Tuesday, January 24, 2006
Dembski Flops In Oz
William Dembski answers audience questions in an appearance at the University of Kansas Lied Center last night.
William Dembski, the Carl F. H. Henry Professor of Science and Theology at Southern Baptist Theological Seminary in Louisville, and author of The Design Inference : Eliminating Chance through Small Probabilities, came to Kansas -- the promised land for activists who oppose evolution -- to make his case for intelligent design at an event sponsored by the Campus Crusade for Christ, last night.
Darwin was undoubtedly a great man, with a great idea, Dembski told the audience of roughly 1,200 people at the Lied Center on the University of Kansas in Lawrence, but evolution is not the whole story.
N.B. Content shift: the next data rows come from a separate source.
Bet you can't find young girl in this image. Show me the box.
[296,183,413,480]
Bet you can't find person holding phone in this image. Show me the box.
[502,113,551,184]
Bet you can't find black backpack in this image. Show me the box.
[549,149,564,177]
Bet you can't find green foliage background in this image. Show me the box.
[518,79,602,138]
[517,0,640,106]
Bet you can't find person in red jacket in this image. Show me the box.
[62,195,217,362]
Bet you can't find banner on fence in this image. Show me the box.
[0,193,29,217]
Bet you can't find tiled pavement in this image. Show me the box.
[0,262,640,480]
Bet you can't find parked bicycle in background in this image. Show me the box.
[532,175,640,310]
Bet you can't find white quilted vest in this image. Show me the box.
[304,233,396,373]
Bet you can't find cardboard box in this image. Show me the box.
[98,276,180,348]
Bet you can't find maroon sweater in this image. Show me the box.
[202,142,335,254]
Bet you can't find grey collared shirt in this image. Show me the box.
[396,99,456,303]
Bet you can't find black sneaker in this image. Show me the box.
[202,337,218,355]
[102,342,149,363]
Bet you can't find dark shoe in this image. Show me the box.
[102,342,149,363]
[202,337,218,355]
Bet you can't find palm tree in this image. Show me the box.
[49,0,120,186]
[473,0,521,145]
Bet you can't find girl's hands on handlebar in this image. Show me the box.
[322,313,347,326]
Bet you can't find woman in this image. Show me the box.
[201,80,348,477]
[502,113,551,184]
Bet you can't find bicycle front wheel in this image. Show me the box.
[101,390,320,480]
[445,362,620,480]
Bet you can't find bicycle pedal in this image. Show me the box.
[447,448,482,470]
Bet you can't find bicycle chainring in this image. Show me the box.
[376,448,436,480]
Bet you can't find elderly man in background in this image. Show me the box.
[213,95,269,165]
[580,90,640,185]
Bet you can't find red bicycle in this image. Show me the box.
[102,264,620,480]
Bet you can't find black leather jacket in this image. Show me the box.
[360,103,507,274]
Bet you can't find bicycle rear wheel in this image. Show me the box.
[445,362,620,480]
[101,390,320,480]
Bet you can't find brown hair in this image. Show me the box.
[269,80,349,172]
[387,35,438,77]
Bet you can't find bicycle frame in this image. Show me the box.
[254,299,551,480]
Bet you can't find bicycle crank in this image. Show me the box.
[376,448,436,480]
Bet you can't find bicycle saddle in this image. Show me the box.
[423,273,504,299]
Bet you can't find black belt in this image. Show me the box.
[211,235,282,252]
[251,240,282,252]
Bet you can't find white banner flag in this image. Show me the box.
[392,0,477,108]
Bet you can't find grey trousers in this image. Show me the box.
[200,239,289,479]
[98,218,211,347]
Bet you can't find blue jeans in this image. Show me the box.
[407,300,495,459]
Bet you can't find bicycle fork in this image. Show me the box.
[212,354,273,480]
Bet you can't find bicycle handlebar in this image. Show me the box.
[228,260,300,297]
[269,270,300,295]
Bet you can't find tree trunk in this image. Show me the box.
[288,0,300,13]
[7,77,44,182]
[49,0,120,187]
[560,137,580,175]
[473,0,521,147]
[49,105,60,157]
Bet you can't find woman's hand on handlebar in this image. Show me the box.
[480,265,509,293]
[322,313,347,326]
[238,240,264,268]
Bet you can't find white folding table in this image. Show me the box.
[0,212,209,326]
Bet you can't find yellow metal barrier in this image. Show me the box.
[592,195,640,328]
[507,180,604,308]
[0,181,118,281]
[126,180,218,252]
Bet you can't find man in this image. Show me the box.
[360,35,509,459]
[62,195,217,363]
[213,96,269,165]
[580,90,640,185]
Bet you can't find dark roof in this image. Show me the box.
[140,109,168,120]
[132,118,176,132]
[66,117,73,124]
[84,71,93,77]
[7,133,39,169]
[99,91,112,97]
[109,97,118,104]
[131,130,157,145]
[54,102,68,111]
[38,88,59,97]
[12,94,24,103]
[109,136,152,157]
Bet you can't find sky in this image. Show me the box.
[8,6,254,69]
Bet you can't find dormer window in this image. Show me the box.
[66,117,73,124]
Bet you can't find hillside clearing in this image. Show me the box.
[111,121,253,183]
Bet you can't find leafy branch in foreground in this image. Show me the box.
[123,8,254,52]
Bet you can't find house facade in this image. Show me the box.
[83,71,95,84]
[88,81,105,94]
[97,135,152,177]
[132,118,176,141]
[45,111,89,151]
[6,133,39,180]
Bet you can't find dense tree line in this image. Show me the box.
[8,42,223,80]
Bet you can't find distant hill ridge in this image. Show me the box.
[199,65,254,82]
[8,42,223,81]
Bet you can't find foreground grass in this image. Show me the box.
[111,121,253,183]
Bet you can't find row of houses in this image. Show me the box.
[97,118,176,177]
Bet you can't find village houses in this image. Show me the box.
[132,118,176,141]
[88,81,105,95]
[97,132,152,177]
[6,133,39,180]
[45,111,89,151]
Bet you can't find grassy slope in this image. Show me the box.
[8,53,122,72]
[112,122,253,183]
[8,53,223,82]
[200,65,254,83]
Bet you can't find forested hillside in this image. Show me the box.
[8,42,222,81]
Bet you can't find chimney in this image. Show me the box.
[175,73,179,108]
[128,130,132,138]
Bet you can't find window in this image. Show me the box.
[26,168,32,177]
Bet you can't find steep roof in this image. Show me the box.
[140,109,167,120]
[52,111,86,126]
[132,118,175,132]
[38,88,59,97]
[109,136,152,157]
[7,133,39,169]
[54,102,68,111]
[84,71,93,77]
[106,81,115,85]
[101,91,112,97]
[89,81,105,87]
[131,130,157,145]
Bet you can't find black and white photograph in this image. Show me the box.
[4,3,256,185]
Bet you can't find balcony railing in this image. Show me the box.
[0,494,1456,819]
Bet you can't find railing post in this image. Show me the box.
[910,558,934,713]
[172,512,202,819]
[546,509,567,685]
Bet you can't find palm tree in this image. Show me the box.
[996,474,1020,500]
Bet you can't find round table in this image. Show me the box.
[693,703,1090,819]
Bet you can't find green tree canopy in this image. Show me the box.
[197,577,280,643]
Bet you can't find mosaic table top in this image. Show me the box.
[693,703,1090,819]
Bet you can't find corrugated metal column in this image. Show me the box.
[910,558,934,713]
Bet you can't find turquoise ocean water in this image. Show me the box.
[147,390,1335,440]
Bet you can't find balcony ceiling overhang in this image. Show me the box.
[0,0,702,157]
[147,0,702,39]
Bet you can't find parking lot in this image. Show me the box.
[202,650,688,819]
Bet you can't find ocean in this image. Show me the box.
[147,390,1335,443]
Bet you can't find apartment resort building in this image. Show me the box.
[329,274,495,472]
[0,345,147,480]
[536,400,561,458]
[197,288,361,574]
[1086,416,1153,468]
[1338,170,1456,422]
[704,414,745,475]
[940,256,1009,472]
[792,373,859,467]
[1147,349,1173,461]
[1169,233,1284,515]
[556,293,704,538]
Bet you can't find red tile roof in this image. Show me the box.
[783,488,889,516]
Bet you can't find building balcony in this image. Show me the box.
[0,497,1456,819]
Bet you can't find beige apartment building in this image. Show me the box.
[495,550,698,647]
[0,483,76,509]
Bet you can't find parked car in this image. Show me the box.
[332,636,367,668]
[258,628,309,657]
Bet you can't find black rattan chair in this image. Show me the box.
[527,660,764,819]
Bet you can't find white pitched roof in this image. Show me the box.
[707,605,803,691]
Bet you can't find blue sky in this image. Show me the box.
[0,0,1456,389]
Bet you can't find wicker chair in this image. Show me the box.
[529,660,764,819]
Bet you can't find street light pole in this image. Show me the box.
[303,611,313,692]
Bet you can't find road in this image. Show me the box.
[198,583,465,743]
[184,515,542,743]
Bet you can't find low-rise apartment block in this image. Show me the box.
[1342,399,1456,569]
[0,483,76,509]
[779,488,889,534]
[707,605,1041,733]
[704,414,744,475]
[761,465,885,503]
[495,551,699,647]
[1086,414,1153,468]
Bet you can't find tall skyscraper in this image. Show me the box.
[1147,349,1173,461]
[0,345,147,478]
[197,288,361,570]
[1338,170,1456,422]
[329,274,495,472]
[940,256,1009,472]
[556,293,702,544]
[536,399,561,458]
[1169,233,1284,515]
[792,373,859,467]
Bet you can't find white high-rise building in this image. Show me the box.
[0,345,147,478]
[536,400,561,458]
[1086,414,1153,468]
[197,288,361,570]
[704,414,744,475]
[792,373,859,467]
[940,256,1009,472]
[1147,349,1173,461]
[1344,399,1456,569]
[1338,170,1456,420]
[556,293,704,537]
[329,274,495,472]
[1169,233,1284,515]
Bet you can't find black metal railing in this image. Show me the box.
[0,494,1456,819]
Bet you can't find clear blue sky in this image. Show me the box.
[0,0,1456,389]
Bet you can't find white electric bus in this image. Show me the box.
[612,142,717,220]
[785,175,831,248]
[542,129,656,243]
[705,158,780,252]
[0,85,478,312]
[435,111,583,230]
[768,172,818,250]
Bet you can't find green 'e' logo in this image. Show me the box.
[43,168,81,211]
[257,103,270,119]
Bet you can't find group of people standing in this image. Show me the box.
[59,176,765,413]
In the 150 years since Darwin, he asserted, evolution has proven itself "global disciplinary failure" unable to integrate evidence from the ongoing revolution in molecular biology.
While evolution is able to explain "small scale changes" within species, said Dembski, it has failed to explain the sudden explosion of life forms during the Cambrian period, how a complex structure such as a cell -- which he described as displaying the complex engineering of an automated city -- or biological structures like the bacterial flagellum.
The audience was polite, applauding at both the introduction and conclusion of Dembski's hour-long talk, although the applause that greeted Dembski grew more tepid as the evening wore on.
Catherine Odson, a reporter for The University Daily Kansan described the evening this way:
Insistent, assertive questions nagged Monday night’s speaker, who felt his explanation of the scientific evidence of intelligent design fell upon “deaf ears.”
Audience members awarded both applause and laughter to the questioners who stepped publicly into the controversy over intelligent design in Kansas.
Dembski, who may have been led to expect a warmer reception for his ideas -- he was in Kansas, after all -- seemed to grow testy as questioner after questioner expressed doubt about his assertion that evolution is a failed theory and that patterns in nature are best explained as a result of intelligence.
Dembski, who was both expansive and patient early in the question and answer period -- even allowing follow up questions -- became more combative, frequently interrupting questioners to ask them to get more quickly to the point, as it became clear that many in the audience, perhaps a majority, remained unconvinced.
One young woman, apparently frustrated by the apparent sophistry of Dembski's demand that evolution explain every single step in the evolution of bacterial flagella, while refusing to provide a similar step by step explanation of how intelligent design might have acted to create biological structures, repeatedly asked Dembski to cite physical data or observations that support intelligent design.
Dembski responded by saying that she was asking him to give a different talk. After further prodding, he urged her to read one of his papers.
A number of other questioners pointedly remarked that Dembski's case for intelligent design was more a critique of evolution than a recitation of evidence supporting ID.
Surprisingly, there were almost no questions from the large contingent of Campus Crusade for Christ members in the audience.
It may be that biblical literalists, who make up the largest potential constituency for Dembski's ideas, found that the first swallow of intelligent design theory went down smoothly enough, but the more they heard from Dembski as the evening wore on, the more conscious they became of an unpleasant aftertaste the theory tends to leave in the mouths of those who are motivated primarily by biblical literalism.
Those doubts about the utility of ID theory for those motivated primarily by a belief in young earth creationism might have been reinforced by Dembski's admission that he accepts scientific evidence indicating the earth is 4.5 billion years old and existed long before the advent of human beings.
Dembski's chilly intellectualism, with its focus on information theory, bacterial flagella, and the mathematics of design detection, must seem somewhat remote and unappealing to evangelicals who seek a warmer, more emotional connection to God.